Alors que le procès de six jeunes interpellés vendredi soir à Trappes s'ouvre lundi, Europe 1 a recueilli le témoignage d'un autre suspect jugé pour sa part en septembre. Les cinq individus font partie des six personnes placées en garde à vue vendredi soir après les affrontements qui ont eu lieu près du commissariat de la ville - le sixième a été relâché faute d'éléments, mais l'enquête se poursuit.

>> Europe 1 a rencontré le jeune homme laissé libre sous contrôle judiciaire et jugé en septembre. Sa version s'oppose à celle des policiers, qui eux, ont décidé de porter plainte pour violences.

"Tu mérites de mourir". Quinze points de suture, trois grosses plaies sur le crâne et une jambe dans le plâtre. Julien, 20 ans, se remet à peine de sa nuit de vendredi. D'après son récit, les faits se sont déroulés vers 1h30, alors qu'il rentrait d'une soirée. Il se serait ensuite arrêté à 200 mètres des affrontements pour voir ce qu'il se passait. Et c'est là que la police lui serait tombée dessus.

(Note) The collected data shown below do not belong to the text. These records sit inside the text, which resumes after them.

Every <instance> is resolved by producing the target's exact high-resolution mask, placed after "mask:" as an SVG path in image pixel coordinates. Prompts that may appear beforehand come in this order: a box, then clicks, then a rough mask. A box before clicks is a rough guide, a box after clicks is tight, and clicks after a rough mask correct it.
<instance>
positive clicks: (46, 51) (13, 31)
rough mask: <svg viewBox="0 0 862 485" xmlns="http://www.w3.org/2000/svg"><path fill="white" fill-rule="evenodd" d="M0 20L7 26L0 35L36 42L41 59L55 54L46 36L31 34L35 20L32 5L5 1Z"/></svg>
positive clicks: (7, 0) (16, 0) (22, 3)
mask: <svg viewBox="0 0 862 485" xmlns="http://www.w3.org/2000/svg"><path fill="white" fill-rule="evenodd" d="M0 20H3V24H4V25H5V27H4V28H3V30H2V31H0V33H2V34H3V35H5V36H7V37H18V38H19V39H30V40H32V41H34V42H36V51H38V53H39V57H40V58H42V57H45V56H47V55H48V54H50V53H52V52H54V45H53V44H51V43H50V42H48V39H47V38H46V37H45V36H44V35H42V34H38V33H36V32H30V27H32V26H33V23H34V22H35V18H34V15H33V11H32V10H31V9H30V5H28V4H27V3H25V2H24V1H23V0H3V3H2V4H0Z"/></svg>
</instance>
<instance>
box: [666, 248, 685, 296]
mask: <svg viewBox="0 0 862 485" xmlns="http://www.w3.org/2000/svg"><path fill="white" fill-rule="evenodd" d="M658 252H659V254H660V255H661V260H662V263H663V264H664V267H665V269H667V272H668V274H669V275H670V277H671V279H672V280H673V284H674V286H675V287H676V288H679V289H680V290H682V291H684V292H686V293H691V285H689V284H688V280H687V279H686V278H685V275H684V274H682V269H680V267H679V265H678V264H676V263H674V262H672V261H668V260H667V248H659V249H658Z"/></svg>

"Il y en a un qui m'attrape par les hanches, il me plaque au sol. Et là, il y a six ou sept policiers qui me tabassent pendant cinq minutes. Ils m'ont frappé à la tête, aux jambes. Ils m'ont insulté de tous les noms : 'connard'. Ils me frappaient : 'tu mérites de mourir'", confie le jeune homme.

Écoutez son témoignage :

Selon ce dernier, les policiers ont été jusqu'à l'humilier volontairement. "A la fin, un grand policier qui était assez costaud, m'a volontairement mis un gros coup sur ma cheville pour que ça se casse. Et malgré ça, ils m'ont dit : 'tu vas faire un petit footing. Ils me tenaient par les aisselles, ils me faisaient courir, malgré ma jambe. Je n'ai pas compris ce qu'ils avaient contre moi", déplore-t-il.

>> A lire - Trappes : quatre jeunes écroués

Une plainte des policiers. Selon le rapport du médecin, les policiers ont attendu trois heures avant de conduire Julien à l'hôpital. Depuis, les photos de ses blessures circulent de portable en portable et attisent la colère de ses amis. "On n'est même pas en sécurité chez nous. Comment voulez-vous qu'on fasse ? On est obligé de tout casser", commente  l'un d'entre eux au micro d'Europe 1. "Il ne faut pas que les forces de l'ordre viennent. Les forces de l'ordre nous ont réveillés, maintenant ont va les choquer tous", surenchérit un autre. De leur côté, les policiers ont porté plainte contre Julien pour violences. Lui, conteste et portera aussi plainte.